At first glance, Ximen seems to be full of clothes stores, but there are plenty of other things on sale in the local shops. There are a few department stores, lots of phone and accessories stores, and there is also a small shopping center that has a few floors specializing in anime toys, some of which are a little risqué.
As it is a hub for young people, Ximen is considered a marketer’s dream, and so, when a new product or service needs to be promoted, or a new album launched, you’ll often find free open-air concerts or celebrity-hosted events here. Be warned though, the place can be quite hectic when these events are on.
Ximen is also home to a strip of bars located just behind the iconic Red House Theater. These bars are LGBTQ-friendly, and it’s one of the most popular spots for the gay community to enjoy a night out. Generally speaking though, Taiwan as a whole is a welcoming place, with a reputation for being LGBTQ-friendly.
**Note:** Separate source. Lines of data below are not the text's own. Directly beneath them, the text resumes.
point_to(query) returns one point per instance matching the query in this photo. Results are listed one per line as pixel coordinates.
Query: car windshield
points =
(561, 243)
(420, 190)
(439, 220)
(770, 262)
Of course, tourists may find a cheaper hotel in other areas, but none as centrally located as the ones in Ximen. It’s surprising that in a neighborhood that is so popular with tourists, there are so many budget accommodations available, but that’s the thing about Ximen: although you can find expensive places, the area is not really geared toward high-end shopping, dining, or accommodation.
Back in the 1930s, Ximen was the center of all things theater. This was back when the Red House Theater was in its heyday, and there were as many as ten theaters on Wuchang Street. They enjoyed great success for many decades, until, in the 90s, commerce started to drift to the eastern side of the city. In an effort to boost trade, the city’s government pedestrianized sections of the area, and the place became a hotbed of commerce once more.
When tourists want to see a movie in Taipei, they almost always head for Xinyi, yet it’s Ximen that holds the most cinemas in the city. Here there are more than ten cinemas and countless private movie viewing lounges (MTV lounges). Some of the theaters even boast VIP seats that have tons of leg room and reclining seats.
Ximen used to be the location of Taipei City’s West Gate. Unfortunately, it was demolished along with the city walls back in 1905. Luckily, three other gates remain today, all restored to their former glory.